Este sonho durou 24 anos para se tornar realidade, e segundo o mesmo, gastou cerca de em meio milhão de dólares (aproximadamente 40 mil contos) na sua construção.

Em 2003, Djou saiu dos Estados Unidos rumo a Cabo Verde, na sua própria embarcação que deu o nome de “Senhora do Monte”. A viagem durou cerca de cinco semanas, com escala nos Açores e nas Ilhas Canárias, considerado uma viagem “record” pelo mesmo, visto que era uma embarcação à vela.

Entretanto, antes de vir para a sua terra natal de vez, já tinha estado no arquipélago em 1991, onde enveredou pela carreira política, candidatando-se para presidente da Câmara Municipal da Brava, mas a sua candidatura foi impugnada.

Ao voltar em 2003 para Cabo Verde, com o seu iate, Djou manteve a ligação Fogo/Brava, prestando socorro com os seus próprios recursos, a qualquer hora, independentemente de quem fosse.

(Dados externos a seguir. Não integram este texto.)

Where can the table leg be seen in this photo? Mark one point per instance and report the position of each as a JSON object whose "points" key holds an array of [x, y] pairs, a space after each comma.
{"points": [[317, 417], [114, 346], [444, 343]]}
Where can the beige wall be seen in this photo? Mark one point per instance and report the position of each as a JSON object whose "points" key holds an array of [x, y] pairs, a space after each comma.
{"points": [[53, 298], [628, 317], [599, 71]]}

Por ter vontade de conhecer melhor a estrutura política do país, resolveu meter-se na política de novo, onde foi eleito deputado da nação na lista do Partido Africano da Independência de Cabo Verde (PAICV), pelo círculo da Brava de 2006 a 2011.

Mas, ao entrar na política, o mesmo disse que ficou a sofrer várias perseguições, além de alguns outros motivos, como roubos na sua embarcação, acabando por afundar o seu sonho maior (o iate) em 2009, na zona de Fajã D´Água, o que lamentou muito, mas de acordo com o mesmo, “o povo cabo-verdiano não gosta de ajudar o próximo”.

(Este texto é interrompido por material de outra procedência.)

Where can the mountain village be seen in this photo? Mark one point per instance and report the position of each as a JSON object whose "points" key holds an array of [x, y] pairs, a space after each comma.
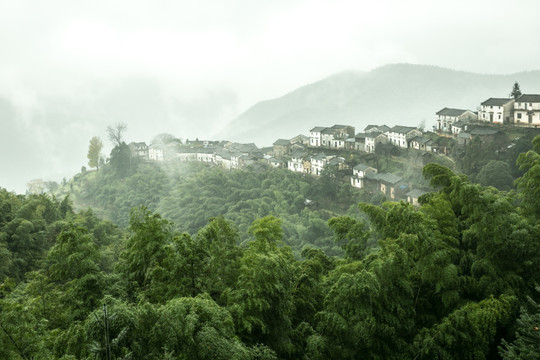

José Domingos, além da sua paixão pelo mar, gostava de ser músico e tocava quase todos os instrumentos de cordas, dominando-os com muita mestria, tendo colaborado em alguns trabalhos discográficos de artistas cabo-verdianos como Gardénia Benrós, João Évora, entre outros.

Ultimamente, conforme contou à Inforpress, já não conseguia tocar, por motivos de saúde, mas não deixou de demonstrar o seu desejo em tocar de novo.

Em torno de Djou existia uma “lenda”, de que ele tinha feito as suas mobílias de cimento, para evitar que a mulher carregasse.

Questionado sobre este facto, brincando ele explicou que tem algumas mobílias feitas de cimento sim, mas não por este motivo, mas sim para garantir a durabilidade das mesmas, como mesa, um divã, alguns assentos, para quando as filhas que estão nos Estados Unidos vierem visitar a casa, terem a oportunidade de encontrá-la um pouco preservada.

José Domingos Lopes falava com muita convicção, partilhando as suas experiências, transmitindo a sua sabedoria e demonstrando que “o homem pode ter tudo o que tiver, mas se não partilhar com os outros, não for capaz de fazer o bem, de nada serve a sua inteligência e muito menos os seus bens”.